Resume Tips

How To Trim your Resume down to One Page

one page resume

While we all want to make our resume look as comprehensive as possible, we still need to have a one-page version. Trying to fit all of our information onto our resume may lead us to create a multiple-page document, but the truth is that not many recruiters manage to read past the first page.

Unless you are applying for a high-level job where you need to supply detailed information, most of us really need to focus on trimming down our resume to fit on just one 8.5×11″ document.

There is no harm in having two versions of your resume – one single page version and one longer multiple-page version. These can be very handy to keep on file for when an employer specifically asks you submit one or the other. A lot of employers will initially ask for a one-page resume, and then follow that up for a request for a more detailed resume for when they are creating a shortlist for interview.

Creating your one-page resume

So knowing that you will need to have a one-page resume, how exactly do you go about creating one without having to resort to using an eight-point font or trying to cram a lot of text into the available white space?

Here we take a look at some very useful tips to help you trim down your resume, and what you should definitely include, and what you can safely leave off.

1. Adjust your page layout

Although most people leave page margins at the pre-set default option, you can look at tweaking the margin width to give you a bit more elbow room. What you don’t want to do is to remove the margins completely, but cut them down to about half an inch. This way you will still have a defined white space edge and your resume won’t look really cramped together.

2. Merge sections together

We are all very used to seeing well-defined sections on our resume. While this does help to divide and separate out our information, creating lots of different sections requires space and room for large headings.

Try to limit your one-page resume to having only three or four distinct sections. This means you may need to merge or combine sections together. So for example you could combine your Skills and Hobbies into one section. Or if you have lots of different things you want to mention, why not add them as short bullet-point highlights under an ‘Extra Information’ section.

3. Condense information

Some of your information may not warrant having a single line dedicated to it. Look at ways of combining some of your information that may be important, but it doesn’t have a direct bearing on the job that you are applying for. For example, where you list your educational qualifications, instead of listing each qualification or achievement on a single line, condense them together and leave off any early or lower-level qualifications that an employer may not be interested in knowing about.

Treat you employment history in the same way. If you have created your work experience to read as your job title and company address in a block style with each part of the address on single lines, then you can free up some space by just putting your job title and company name on one single line and cut out the company address completely.

Even your own personal details can take a healthy trim. Many career experts recommend that you don’t include your home address on your resume just in case the employer judges candidate suitability depending on their location and proximity to the workplace.
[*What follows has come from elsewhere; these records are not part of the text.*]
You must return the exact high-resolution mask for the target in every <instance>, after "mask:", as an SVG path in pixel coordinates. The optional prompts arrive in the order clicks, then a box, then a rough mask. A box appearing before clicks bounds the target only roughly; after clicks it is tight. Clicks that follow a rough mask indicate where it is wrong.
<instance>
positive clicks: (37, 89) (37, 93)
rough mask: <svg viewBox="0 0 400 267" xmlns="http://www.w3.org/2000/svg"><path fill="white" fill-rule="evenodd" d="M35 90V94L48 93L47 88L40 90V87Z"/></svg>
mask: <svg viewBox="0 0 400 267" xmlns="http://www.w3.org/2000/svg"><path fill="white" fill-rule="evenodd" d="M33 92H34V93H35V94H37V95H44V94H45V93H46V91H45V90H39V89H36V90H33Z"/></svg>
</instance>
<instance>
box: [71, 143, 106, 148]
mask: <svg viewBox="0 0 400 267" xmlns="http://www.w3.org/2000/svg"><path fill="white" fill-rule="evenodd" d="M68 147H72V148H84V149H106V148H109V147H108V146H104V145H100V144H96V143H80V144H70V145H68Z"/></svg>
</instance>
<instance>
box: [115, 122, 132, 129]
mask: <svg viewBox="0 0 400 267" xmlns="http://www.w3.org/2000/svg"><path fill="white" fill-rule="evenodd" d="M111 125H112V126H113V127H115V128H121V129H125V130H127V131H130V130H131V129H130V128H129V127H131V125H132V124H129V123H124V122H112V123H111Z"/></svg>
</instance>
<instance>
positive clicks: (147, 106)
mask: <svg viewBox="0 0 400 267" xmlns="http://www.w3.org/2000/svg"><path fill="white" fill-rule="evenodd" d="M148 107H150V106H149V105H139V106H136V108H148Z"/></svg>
Simply including your name and contact number and email address will suffice here.

4. Adjust your line spacing and font size

Recruiters want to see resumes that are easy on the eye, so the need for your resume to have good line spacing is still important. However, you can maximize the space available by adjusting your line spacing to give you a little bit more room.

If you are using MS Word to create your resume, then you can manually change the line spacing between paragraphs and different sections. The default setting is actually quite generous, so even if you change it to shrink down the line spacing by half between paragraphs and sections, you will still get a defined visual space, but you can squeeze out an extra couple of free line spaces for more information by doing this.

While going as small as an 8-point font may mean certain eye-strain for a recruiter trying to read your resume, you can safely change to a 10-point font and still leave your resume perfectly readable. It would be wise to leave your name at least at a 14-point font if not larger.